Typically the hot incandescent coke that has been pushed from a coking oven is collected in a quench car mounted on rails for transportation into the quenching chamber located in the base of a quenching tower. It is the general practice to shower the incandescent coke while contained in the quench car with large volumes of water in the form of a spray for about one to three minutes. After quenching, the car is withdrawn from the quenching tower to deliver and discharge the coke at a coke wharf.
The quenching tower customarily has an entranceway or opening in its base to permit passage of the quench car into and, in some cases, completely through the quenching chamber of the tower. When the incandescent coke retained in the cars is sprayed with water, emissions are generated which principally comprise steam containing entrained particulate matter and water droplets. These hot emissions, which ascend into the stack of the quenching tower to exhaust from the top opening, create a drafting effect that causes large volumes of air to flow into the base of the tower through the entranceways for the quench car. Upon entering the quenching chamber, these infiltrating volumes of air are heated by mixing with the hot emissions and flow quickly up and out the stack, thus enhancing the drafting effect. Moreover, the large volumes of infiltrating air greatly increase the quantity of gaseous emissions that need to be cleaned to meet increasingly stringent air pollution limitations. Tests have shown that quenching tower emissions are only 25 to 35% water vapor with the remaining 65 to 75% comprising air. This large percentage volume of air makes the quenching emissions more dilute and thus harder to clean. It also increases the gas velocity up the stack of the quenching tower, thus entraining more particulates and water droplets in the exhaust stream than would otherwise occur.

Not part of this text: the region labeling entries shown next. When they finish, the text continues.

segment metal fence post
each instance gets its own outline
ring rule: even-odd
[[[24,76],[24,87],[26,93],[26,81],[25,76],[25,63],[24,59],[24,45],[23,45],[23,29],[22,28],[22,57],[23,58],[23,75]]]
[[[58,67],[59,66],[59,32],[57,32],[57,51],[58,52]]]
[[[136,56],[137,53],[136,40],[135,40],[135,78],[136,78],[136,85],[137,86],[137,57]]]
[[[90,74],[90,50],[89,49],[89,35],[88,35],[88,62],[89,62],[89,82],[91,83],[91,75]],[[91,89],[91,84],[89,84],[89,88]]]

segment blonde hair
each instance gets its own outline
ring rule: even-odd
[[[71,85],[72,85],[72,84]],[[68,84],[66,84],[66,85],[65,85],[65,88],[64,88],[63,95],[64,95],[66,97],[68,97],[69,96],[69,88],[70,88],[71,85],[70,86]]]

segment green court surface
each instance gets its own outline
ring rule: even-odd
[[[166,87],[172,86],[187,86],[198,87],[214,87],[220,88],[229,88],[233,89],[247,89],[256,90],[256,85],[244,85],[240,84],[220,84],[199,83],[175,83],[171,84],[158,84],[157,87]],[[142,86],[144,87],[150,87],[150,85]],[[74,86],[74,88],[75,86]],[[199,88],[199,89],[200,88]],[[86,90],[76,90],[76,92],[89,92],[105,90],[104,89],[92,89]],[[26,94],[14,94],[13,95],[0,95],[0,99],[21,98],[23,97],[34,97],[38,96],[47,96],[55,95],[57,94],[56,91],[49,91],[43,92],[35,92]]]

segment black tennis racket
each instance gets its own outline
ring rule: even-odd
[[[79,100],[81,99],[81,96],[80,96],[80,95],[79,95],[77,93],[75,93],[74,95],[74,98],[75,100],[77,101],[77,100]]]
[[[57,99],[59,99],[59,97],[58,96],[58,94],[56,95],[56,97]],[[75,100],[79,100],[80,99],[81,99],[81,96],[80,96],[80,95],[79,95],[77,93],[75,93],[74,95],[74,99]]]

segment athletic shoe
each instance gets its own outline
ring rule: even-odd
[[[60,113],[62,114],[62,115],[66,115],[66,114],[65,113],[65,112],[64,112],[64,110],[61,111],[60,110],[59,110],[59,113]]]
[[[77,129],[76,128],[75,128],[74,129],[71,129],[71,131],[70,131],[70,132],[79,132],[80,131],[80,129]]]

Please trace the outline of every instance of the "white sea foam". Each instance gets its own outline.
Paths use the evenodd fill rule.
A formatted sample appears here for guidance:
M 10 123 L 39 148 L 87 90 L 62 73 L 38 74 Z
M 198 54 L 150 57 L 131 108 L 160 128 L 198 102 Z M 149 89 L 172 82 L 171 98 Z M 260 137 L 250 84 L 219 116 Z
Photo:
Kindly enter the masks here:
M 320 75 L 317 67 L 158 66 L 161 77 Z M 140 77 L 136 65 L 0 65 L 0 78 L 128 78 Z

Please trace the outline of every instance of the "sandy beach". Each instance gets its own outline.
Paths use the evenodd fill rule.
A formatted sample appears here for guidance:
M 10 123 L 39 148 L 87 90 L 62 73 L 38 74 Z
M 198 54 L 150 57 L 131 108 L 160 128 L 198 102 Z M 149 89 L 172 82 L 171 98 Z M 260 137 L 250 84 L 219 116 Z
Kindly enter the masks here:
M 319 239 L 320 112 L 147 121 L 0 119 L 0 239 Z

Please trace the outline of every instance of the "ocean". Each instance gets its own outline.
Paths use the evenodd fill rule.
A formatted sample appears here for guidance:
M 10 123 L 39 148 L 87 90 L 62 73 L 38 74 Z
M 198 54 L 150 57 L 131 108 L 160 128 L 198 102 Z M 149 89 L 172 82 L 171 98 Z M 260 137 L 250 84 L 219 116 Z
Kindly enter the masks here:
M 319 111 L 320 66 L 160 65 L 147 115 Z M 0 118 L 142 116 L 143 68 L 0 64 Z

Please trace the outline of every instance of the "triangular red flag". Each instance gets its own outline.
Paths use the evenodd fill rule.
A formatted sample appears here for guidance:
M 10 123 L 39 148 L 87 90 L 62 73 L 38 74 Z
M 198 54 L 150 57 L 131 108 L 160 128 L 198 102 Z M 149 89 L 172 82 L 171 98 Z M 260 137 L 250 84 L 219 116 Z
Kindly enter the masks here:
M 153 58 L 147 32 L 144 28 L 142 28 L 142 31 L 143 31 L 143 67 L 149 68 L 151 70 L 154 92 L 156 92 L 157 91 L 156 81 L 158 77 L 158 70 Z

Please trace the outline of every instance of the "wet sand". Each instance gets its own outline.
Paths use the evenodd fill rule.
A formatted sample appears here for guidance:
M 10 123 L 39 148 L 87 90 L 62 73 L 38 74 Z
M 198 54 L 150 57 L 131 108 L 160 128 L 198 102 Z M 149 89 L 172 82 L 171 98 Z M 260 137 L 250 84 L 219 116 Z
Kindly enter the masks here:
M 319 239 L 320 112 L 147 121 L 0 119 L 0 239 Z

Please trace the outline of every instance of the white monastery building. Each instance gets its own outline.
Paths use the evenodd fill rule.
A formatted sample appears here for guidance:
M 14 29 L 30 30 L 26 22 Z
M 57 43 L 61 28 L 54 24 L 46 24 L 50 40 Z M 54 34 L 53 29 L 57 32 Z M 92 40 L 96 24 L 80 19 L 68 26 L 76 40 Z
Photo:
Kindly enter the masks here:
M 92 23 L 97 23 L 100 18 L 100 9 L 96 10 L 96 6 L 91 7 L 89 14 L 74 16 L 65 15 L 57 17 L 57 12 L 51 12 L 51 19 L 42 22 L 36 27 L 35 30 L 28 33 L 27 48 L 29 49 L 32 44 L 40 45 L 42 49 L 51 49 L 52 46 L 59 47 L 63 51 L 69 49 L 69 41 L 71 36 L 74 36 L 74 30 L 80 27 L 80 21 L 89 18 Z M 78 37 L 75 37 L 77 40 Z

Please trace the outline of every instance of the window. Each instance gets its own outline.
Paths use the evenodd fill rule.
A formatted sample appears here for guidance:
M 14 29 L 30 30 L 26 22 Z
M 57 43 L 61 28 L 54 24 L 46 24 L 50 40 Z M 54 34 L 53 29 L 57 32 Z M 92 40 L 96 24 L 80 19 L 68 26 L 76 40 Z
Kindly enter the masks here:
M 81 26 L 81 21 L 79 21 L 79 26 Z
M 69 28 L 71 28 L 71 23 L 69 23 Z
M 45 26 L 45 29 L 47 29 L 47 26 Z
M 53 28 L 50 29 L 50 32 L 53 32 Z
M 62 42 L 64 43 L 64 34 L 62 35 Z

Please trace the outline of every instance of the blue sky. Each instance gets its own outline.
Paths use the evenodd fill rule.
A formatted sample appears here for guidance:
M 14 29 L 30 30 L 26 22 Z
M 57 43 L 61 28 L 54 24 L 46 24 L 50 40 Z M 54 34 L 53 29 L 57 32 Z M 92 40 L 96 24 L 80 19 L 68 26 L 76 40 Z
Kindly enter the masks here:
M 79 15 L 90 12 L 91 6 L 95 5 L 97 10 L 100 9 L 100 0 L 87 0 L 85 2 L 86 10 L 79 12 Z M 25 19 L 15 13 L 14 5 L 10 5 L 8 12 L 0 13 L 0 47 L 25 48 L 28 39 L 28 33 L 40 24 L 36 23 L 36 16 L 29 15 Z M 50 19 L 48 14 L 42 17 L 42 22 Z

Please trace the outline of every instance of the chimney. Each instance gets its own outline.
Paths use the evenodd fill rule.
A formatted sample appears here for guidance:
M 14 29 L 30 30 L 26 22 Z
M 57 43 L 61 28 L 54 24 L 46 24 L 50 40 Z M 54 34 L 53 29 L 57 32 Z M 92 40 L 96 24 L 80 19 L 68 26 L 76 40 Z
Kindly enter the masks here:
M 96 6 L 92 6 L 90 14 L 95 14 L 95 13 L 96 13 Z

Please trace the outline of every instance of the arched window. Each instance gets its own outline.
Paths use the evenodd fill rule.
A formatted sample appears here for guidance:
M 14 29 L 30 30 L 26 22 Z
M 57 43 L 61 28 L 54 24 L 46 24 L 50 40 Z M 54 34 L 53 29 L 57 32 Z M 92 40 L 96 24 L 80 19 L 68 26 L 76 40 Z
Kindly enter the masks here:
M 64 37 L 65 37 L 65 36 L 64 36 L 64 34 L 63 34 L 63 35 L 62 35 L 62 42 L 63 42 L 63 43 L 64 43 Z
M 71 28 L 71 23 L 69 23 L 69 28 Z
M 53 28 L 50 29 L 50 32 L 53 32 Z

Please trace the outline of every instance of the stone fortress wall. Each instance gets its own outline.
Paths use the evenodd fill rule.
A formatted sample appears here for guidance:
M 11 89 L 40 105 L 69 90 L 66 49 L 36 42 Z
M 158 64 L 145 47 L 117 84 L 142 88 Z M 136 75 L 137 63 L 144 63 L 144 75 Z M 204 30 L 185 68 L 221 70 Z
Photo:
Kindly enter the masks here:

It is known in the art to control the discharge into the atmosphere of solid particles and droplets of water that are entrained in the rapidly flowing gaseous emissions by the use of clean water sprays and baffles, or mist eliminators, in the stack of the tower. However, these baffles are only effective in capturing the larger water droplets and particulates.
Numerous attempts have been made by workers in the art to reduce the volume or control the flow of quenching emissions. U.S. Pat. No. 2,975,106 to Becker provides a quenching tower with doors for completely closing off the passageways of the quench chamber to prevent the infiltration of air and reduce the volume of emissions that have to be cleaned by water sprays and baffles in the tower. U.S. Pat. No. 3,684,664 to Stratmann et al discloses another means for sealing a quench chamber from the outside air comprising a quench chamber having an entranceway or a complete tunnel-like passage for a quench car formed in the precise outline of the car. U.S. Pat. No. 3,806,032 to Pries shows adjustable louver-like closure means in the upper part of the tower to control the passage of the rising air currents and steam.
It is standard practice in the art to collect the water used in the quenching operation in a water sump for recycling. Fresh make-up water is added as necessary. Water from the water sump is supplied to the sprays in the quenching tower where a portion of the sprayed water vaporizes into steam and the remainder returns to the sump after having been warmed during the quenching process. Accordingly, the sensible heat content of this recirculated water quickly rises to the point where the sensible heat extracted from the incandescent coke during the quenching process is transformed into the latent heat of vaporization of the quench water. In this manner substantially all of the sensible heat lost by the hot coke results in the generation of volumes of steam rather than merely increasing the temperature of the quench water.
There is a need for a more effective control of quenching emissions by reducing the quantity of gas moving through the quenching tower.
There is also a need to reduce gas velocity through the quenching tower in order to reduce the entrainment of particulate matter and water droplets in the emissions.
Further there is a need to concentrate the quenching emissions so that clean water sprays can more effectively clean the emissions as well as cool the emissions to condense water vapor within the quenching tower.